The MagPi – Kickstart the Volume 2 Binder for 432 pages of Pi goodness!
The MagPi magazine is the single thing to have come out of the Raspberry Pi community that I’m proudest of, in a sort of godmotherly way – we at the Raspberry Pi Foundation do not have any association with The MagPi besides thinking it’s the best thing since sliced maltloaf.
They’ve got a new Kickstarter running.
The MagPi is a monthly free download, full of projects, tutorials, reviews and interviews about the Raspberry Pi. The magazine is staffed entirely by volunteers, and it’s just entering its third year of publication. Last year, the MagPi team served up a Kickstarter to bring the magazine to print, which proved really successful: print copies go down especially well if you’re using the magazine for reference or working through the tutorials. That Kickstarter meant that you could get hold of all of the first year’s magazine in a print version, with a handsome binder to put everything in. We have a couple of the first year’s binders filled with magazines in the office: the Pi Towers team finds the MagPi a really useful resource.

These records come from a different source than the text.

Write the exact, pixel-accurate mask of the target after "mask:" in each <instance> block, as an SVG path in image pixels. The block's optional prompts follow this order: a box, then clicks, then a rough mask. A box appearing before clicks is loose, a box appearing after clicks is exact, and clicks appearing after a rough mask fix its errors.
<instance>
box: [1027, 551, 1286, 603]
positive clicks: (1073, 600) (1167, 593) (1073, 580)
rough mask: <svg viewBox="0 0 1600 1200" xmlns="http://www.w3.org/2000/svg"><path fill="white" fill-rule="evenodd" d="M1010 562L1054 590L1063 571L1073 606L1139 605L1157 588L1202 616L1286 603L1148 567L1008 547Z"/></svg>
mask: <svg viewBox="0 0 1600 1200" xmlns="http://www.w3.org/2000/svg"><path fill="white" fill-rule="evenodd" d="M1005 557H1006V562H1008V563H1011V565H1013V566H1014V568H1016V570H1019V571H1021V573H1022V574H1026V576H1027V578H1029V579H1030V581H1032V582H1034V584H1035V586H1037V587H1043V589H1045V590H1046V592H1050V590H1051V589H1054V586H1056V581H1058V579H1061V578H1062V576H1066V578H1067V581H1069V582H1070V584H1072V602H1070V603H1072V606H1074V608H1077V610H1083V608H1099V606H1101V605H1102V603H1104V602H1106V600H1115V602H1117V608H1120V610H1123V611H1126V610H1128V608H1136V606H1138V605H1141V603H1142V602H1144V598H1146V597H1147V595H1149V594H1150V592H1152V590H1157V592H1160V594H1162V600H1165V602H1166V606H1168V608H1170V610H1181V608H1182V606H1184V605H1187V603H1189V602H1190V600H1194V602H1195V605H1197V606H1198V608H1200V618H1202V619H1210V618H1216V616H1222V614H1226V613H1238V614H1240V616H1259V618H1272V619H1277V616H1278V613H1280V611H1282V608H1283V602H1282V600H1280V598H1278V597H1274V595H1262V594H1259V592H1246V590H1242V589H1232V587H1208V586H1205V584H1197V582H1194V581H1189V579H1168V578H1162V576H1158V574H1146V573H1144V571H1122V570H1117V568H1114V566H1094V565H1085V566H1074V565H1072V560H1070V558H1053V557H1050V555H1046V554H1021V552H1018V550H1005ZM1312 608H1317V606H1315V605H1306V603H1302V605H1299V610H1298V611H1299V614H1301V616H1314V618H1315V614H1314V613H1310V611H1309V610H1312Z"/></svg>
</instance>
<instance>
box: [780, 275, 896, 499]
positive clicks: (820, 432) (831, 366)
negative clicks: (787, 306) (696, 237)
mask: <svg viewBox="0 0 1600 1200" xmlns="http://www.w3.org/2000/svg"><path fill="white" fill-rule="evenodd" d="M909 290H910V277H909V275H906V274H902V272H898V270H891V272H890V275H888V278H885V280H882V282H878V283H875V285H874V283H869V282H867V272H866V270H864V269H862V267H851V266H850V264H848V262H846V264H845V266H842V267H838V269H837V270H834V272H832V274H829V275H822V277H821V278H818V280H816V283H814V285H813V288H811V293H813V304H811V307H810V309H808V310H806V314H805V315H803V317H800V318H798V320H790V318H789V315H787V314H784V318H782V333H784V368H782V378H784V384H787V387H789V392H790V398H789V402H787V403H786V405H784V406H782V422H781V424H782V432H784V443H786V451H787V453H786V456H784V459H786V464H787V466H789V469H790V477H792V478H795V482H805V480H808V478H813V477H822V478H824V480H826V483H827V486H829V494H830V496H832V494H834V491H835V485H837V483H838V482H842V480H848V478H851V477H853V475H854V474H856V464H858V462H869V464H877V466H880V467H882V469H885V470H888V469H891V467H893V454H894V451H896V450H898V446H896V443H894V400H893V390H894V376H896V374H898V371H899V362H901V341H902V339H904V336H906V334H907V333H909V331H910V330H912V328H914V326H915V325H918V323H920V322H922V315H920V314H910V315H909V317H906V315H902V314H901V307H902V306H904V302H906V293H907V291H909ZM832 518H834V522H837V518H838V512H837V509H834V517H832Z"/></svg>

Many people have asked for another binder for the second year’s print copies, having accumulated a heap of them at home. So Team MagPi are running a short-duration Kickstarter to fund manufacture of a binder for Vol 2 (i.e. every edition of The MagPi that came out in 2013). They’re keeping it to a two-week funding run because financing a binder costs them much less than last year’s bid to pay for printing what had been a virtual magazine. You can pledge at different levels, so you can fund anything from a sticker, an empty Vol 2 binder for yourself, a Vol 2 binder with all of last year’s magazines inside, or both volumes – complete, of course, with binders.
The MagPi team don’t make a penny for themselves out of this: the project has always been run on a strictly voluntary basis, and it amazes us to see how the magazine continues to evolve, given that it’s run on a shoestring. They say:
Any extra funding will be used to fund the ongoing costs of producing The MagPi, plus it will allow us to explore other ways of expanding the availability of the magazine, introduce other types of content, and translations to other languages. Any profits after that will be invested into future print runs and the Raspberry Pi community.
You can back this project by clicking here, or on any of the images in this post. Good luck, MagPi people – it goes without saying, but we think you’re brilliant!
11 comments
bertwert
Good Idea!
YAY FOR MAGPI!
Aaron
Thank you very much for this post! Hopefully the first two years of many more to come :-)
Dutch_Master
Great project. I noticed it has (more then) quadrupled it’s target already, so IMO there’s little use subscribing to it ATM. However, as I missed the first volume I do like to purchase both volumes, is there another way to obtain these or will that become available after delivery of the volumes ordered via Kickstarter? TIA!
Aaron
Hi there,
When you say another way, do you mean paying by PayPal or something? If so we can accept that now.
Or after the Kickstarter you can purchase from retailers.
Thanks for your support :-)
Dutch_Master
Thanks, I’ll investigate further :)
Rick
Backed :)
Aaron
Thanks we really appreciate it :-)
Jim Manley
The second year of issues of the MagPi … but that would mean that the Pi has been around for almost two years, too. How can that be even remotely possible since it’s still 2012 according to the checks I’m writing … :lol:
meltwater
IMHO the success of the MagPi as a magazine is a direct reflection of how great the Raspberry Pi community is as whole.
The team works so hard on each and every issue and the results are simply outstanding (yes I do have bias here).
If anyone is looking to do something nice for a local school then I think a volume of MagPi magazines would make an excellent addition. Particularly if the school is starting to use RPi in the classrooms.
Just the thing to direct a keen student towards when they’ve got hooked!
liz
Hearty agree – we think they’re a great resource for schools, and I’d love to see these binders in even more school libraries.
G. E. Bell
Old. Issue 2, page 22 attributes Daisy to the IBM 7094 in 1961. I heard it on IBM 7090 in 1961 or early 1962. IBM 7094 was not installed for first time until September 1962. This is a minor error, but error none the less. I have seen other wiki references with the same error. But I love MagPi.